FIG. 7 illustrates a pattern member 46 having all of its notches 50 of an actual width (1-9/16") for introduction of 2"4" or 2"6" purlins which may be on 24" or 16" centerlines, or whatever the case may be.

FIG. 8 illustrates a pattern member 46 having every other notch 50 of an actual width of 3-9/16" to accommodate 4"4" and 4"6" subpurlins. Sometimes additional support or stiffening is desired or required in a roof. Consequently, a greater thickness in some subpurlins is employed, say, at every other panel-edge location or midway the 4' width of a panel.

FIG. 9 illustrates the use of every other notch 50 being of an actual width of 2-7/16" to take 3"4" and 3"6" subpurlins.

It now should be apparent that pattern member 46 may include a plurality of spaced notches 50 all of which have the same width or some having greater and some having lesser widths, should it be desired to do so. Or, in other words, notches 50 are designed in width and variation of width in pattern member 46 as determined by what is demanded in the construction of roofs.

In operation of the invention, a plurality of panels 77 are placed on level edge 99, along the plurality of spaced standards 91 and backing braces 102 of assembling means 90, by personnel standing on catwalk 92. As many panels 77 as are desired, they are sequentially arranged along level edge 99 so as to cause the adjoining edges along their 8' lengths to abut one another. A staple gun or guns (not shown) then staples the abutting 8' edges together, they being stapled many times along the 8' length, as seen in FIG. 3. A squared assembly of joined panels results.

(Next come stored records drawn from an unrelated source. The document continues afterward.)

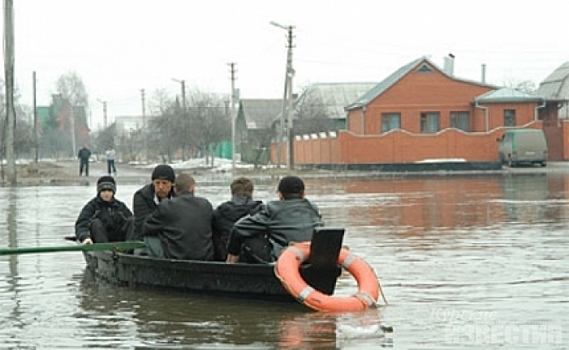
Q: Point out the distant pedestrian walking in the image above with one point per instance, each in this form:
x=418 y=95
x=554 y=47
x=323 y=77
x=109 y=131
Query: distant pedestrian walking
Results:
x=84 y=155
x=111 y=161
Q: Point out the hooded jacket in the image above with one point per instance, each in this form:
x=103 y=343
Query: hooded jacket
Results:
x=183 y=225
x=224 y=216
x=113 y=214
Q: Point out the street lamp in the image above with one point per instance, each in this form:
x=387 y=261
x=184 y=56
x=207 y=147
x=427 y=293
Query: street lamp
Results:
x=104 y=112
x=183 y=83
x=287 y=98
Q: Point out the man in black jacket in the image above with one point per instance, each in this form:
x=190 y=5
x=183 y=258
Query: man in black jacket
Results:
x=181 y=226
x=84 y=155
x=146 y=199
x=104 y=218
x=227 y=213
x=262 y=237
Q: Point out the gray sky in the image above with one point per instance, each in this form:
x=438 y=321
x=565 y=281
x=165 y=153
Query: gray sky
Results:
x=119 y=47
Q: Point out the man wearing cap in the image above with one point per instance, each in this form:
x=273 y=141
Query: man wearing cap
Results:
x=147 y=198
x=104 y=218
x=261 y=237
x=181 y=227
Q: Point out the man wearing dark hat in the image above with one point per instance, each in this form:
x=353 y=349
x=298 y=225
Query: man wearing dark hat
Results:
x=104 y=218
x=227 y=213
x=181 y=227
x=261 y=237
x=147 y=198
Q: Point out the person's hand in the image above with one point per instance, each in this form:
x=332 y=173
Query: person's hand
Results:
x=232 y=259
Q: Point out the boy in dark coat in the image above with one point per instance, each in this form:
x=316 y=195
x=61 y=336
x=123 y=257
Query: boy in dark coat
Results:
x=181 y=227
x=104 y=218
x=227 y=213
x=84 y=154
x=260 y=238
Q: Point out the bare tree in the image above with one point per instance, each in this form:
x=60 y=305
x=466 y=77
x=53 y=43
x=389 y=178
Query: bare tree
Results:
x=24 y=140
x=71 y=88
x=311 y=114
x=160 y=140
x=526 y=86
x=208 y=120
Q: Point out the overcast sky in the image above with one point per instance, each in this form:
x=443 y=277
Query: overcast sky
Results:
x=119 y=47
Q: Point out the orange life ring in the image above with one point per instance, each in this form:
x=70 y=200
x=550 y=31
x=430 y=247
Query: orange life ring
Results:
x=287 y=270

In the meantime, or by the same one or more personnel who staple panels 77 together, purlin 52 is clamped to side edge 54 of tubular member 29, using, if necessary, wooden blocks 58 mounted in one or more beam rest supports 56 to cause the top of the purlin 52 to lie in a plane substantially flush with the plane in which the tops of the subpurlins 51 will lie when mounted to pattern members 46, 69. The clamping, of course, is accomplished by turning handle 64 on the jack-screw arrangement 61 so that clamping plate 65 binds purlin 52 to side edge 54. Any horizontal bowing that was in purlin 52 is removed by such clamping, an advantageous outcome in the use of the invention.

Subpurlins 51, with hangers 81, 82 nailed to their opposing end grains, are mounted in cooperating notches 50, 73 of pattern members 46, 69, respectively, the one hanger 81 mounting atop pattern member 69 at the base of its notch 73, while hanger 82 mounts atop the thickness of the clamped purlin 52.

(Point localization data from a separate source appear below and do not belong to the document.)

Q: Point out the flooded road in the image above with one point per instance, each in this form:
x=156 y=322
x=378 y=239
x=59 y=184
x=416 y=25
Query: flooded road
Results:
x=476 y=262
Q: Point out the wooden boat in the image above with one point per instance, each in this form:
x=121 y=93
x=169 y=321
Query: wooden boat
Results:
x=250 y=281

The assembled and joined panels 77 that are setting on assembling means 90 now are removed therefrom, such as by pushing the assembly arcuately down therefrom so that the panels' edges that were at the top of assembling means 90 become the edges 76 shown in FIG. 3. Some shifting longitudinally and laterally of jig 25, of the panels 77, now engaging the tops of subpurlins 51, is manually performed, in order to abut edge 87 of the panels completely against straight edge 79 of aligning means 75, and to cause the stapled edges of panels 77 to align with the centerlines of subpurlins 51 mounted in notches 50, 73 of pattern members 46, 69, respectively. Once this is done, the overhang of panels 77 on purlin 52 automatically aligns their edge 76 to the centerline 78 of purlin 52. Nailing then is accomplished, all panels to purlin, and all panels to all subpurlins. A unitized roofing scheme results.

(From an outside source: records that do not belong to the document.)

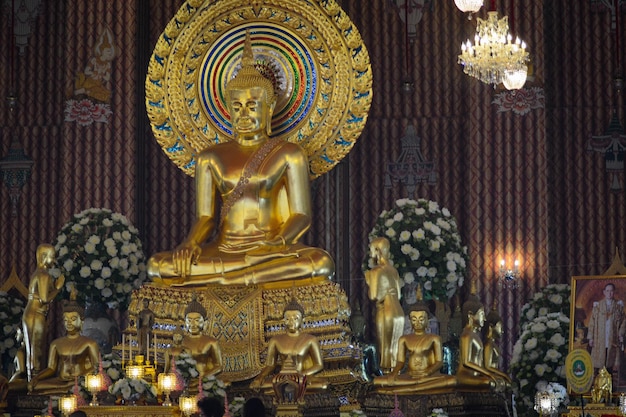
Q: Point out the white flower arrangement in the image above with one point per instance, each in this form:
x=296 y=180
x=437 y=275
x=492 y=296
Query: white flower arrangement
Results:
x=11 y=311
x=101 y=255
x=186 y=366
x=425 y=246
x=438 y=412
x=539 y=357
x=213 y=387
x=133 y=389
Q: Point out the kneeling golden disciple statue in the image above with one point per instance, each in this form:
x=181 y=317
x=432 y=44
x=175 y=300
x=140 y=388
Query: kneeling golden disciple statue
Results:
x=69 y=356
x=297 y=357
x=265 y=195
x=422 y=354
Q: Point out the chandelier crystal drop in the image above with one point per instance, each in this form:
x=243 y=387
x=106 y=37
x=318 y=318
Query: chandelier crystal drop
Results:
x=469 y=6
x=493 y=51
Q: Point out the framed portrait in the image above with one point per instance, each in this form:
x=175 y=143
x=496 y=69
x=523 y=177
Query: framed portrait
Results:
x=598 y=323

The clamping means 53 are released. A lifting mechanism 105, FIG. 15, such as a lift fork machine utilized in construction work, is brought to bear. Its forks are inserted under jig 25, in its center from side 30, to engage the bottom of purlin 52 and the undersides of panels 77 after the release of clamping means 53. The forks are raised slightly to free the unitized roof scheme from its rest position in jig 25. The fork lift machines 105 moves laterally away from jig 25, carrying the entire weight of the unitized roofing scheme. Once completely clear of jig 25, the machine moves to a location adjacent the building skeleton 106, FIG. 16, on which the scheme is to be mounted. Its forks lift the entire scheme to roof height, and in accordance with practice, move into mount the scheme in a manner so as to result in the illustration of FIG. 16. A purlin 52a already has been mounted in place, perpendicular to carrying beams 110, one of which is shown in FIG. 16. The tops of these two beams 52a, 110 have previously been made flush with one another by hangers 112, one of which being shown in the lower bottom right of the FIGURE at, say, a corner of the building skeleton. Each unitized scheme is dropped into place, the overhang of edge 87 of panels 77 mounting to and analog an exposed one-half thickness of a previously installed or mounted purlin 52a. The purlin 52 which is part of the scheme being mounted is set on already erected carrying beams 110 to which a number of these schemes is to be mounted. The means of hangers 112, an already known practice in the construction trades, performs this task.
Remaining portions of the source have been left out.